The Feeding Hope Fund for Clinical Research
Since 2013, the National Eating Disorders Association has awarded over $2 million in research grants to 20 researchers. NEDA is committed to providing help and hope to those affected by eating disorders. To this end, NEDA’s Feeding Hope Fund for Clinical Research aims to support projects that will improve the lives of individuals affected by eating disorders.
The Global Foundation for Eating Disorders (GFED) Early Investigators Research Grant
The GFED Early Investigators Research Grant program was founded in 2022 and provides grants of $50,000 over the course of two years. This award is designed to support early career researchers interested in pursuing research to advance the field of eating disorders treatment.
To learn more about the application process and timing, click here.
Eligibility for Research Grants
Investigators who are United States citizens or lawful permanent residents conducting research at institutions within the United States at the time of submission are invited to apply. We encourage applications from eligible individuals from groups that have been shown to be underrepresented in the biomedical, behavioral, social and clinical sciences. The candidate’s research track record and other sources of funding will be considered when selecting awards.

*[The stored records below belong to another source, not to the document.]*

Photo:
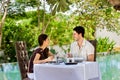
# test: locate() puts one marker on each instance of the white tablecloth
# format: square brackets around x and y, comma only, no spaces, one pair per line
[81,71]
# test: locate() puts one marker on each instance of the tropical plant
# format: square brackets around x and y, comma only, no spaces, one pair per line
[104,44]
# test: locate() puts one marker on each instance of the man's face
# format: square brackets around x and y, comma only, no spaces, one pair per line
[76,36]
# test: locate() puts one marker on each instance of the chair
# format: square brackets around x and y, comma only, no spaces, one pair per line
[22,58]
[94,43]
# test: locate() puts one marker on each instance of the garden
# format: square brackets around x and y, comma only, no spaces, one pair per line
[24,20]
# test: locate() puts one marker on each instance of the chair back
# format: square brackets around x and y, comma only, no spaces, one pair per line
[94,43]
[22,58]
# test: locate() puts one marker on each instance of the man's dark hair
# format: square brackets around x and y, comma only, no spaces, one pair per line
[42,38]
[80,29]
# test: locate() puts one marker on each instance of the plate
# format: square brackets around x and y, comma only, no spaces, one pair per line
[78,59]
[71,63]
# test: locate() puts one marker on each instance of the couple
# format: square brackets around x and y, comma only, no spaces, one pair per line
[81,48]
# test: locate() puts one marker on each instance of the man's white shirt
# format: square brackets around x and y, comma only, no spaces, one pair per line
[81,52]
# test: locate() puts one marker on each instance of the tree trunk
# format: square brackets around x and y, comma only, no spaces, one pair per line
[1,25]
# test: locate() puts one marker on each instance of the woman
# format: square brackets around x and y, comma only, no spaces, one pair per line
[41,54]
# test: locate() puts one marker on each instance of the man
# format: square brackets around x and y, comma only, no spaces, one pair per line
[80,47]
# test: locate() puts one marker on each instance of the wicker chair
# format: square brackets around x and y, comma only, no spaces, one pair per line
[22,58]
[94,43]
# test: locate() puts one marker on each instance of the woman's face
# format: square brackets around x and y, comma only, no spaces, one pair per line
[76,36]
[47,41]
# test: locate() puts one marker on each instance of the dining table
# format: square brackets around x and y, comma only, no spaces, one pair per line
[62,71]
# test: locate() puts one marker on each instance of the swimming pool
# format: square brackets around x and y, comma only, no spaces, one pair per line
[109,67]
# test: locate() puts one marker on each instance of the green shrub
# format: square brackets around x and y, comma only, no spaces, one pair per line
[104,44]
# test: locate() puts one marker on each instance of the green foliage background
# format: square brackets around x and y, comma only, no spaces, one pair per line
[23,26]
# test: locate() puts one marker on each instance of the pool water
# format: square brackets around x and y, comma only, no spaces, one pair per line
[109,67]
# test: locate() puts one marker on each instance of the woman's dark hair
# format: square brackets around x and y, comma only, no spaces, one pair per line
[42,38]
[80,29]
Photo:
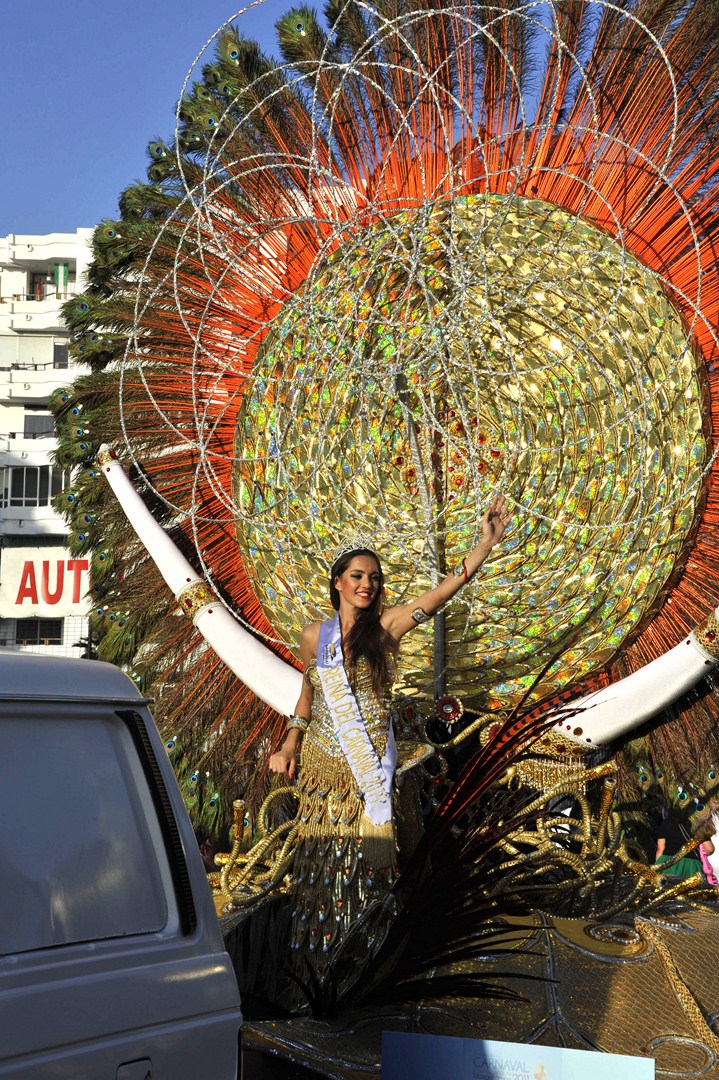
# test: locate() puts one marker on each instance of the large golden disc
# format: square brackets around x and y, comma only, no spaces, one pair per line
[489,345]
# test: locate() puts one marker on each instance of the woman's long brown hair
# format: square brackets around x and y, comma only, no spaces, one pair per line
[367,637]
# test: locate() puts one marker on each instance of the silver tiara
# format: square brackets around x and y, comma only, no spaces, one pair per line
[355,541]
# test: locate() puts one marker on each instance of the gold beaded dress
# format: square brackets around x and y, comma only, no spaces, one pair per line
[343,861]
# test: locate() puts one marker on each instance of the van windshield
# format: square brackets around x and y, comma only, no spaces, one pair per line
[78,835]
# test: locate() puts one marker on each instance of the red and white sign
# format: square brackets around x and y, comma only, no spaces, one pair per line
[42,581]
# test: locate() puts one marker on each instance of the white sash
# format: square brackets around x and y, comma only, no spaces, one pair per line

Janet A. Lydecker, Ph.D., F.A.E.D., Yale School of Medicine, Department of Psychiatry
Mixed Methods Study of Cognitive-Behavioral Therapy for Teens who have Bulimia Nervosa and Higher Weight
Awareness that eating disorders affect diverse individuals, including people with higher weight, has increased. Yet, people with higher weight are underrepresented in eating disorder studies. There is essentially no evidence for the treatment of youth with bulimia nervosa (BN) and higher weight. The aim of the proposed project is to test the feasibility and acceptability of cognitive-behavioral therapy (CBT) among youth with BN and higher weight in a randomized controlled trial (RCT). The study will also conduct timeline interviews about BN development and weight stigma experiences to identify critical intervention periods.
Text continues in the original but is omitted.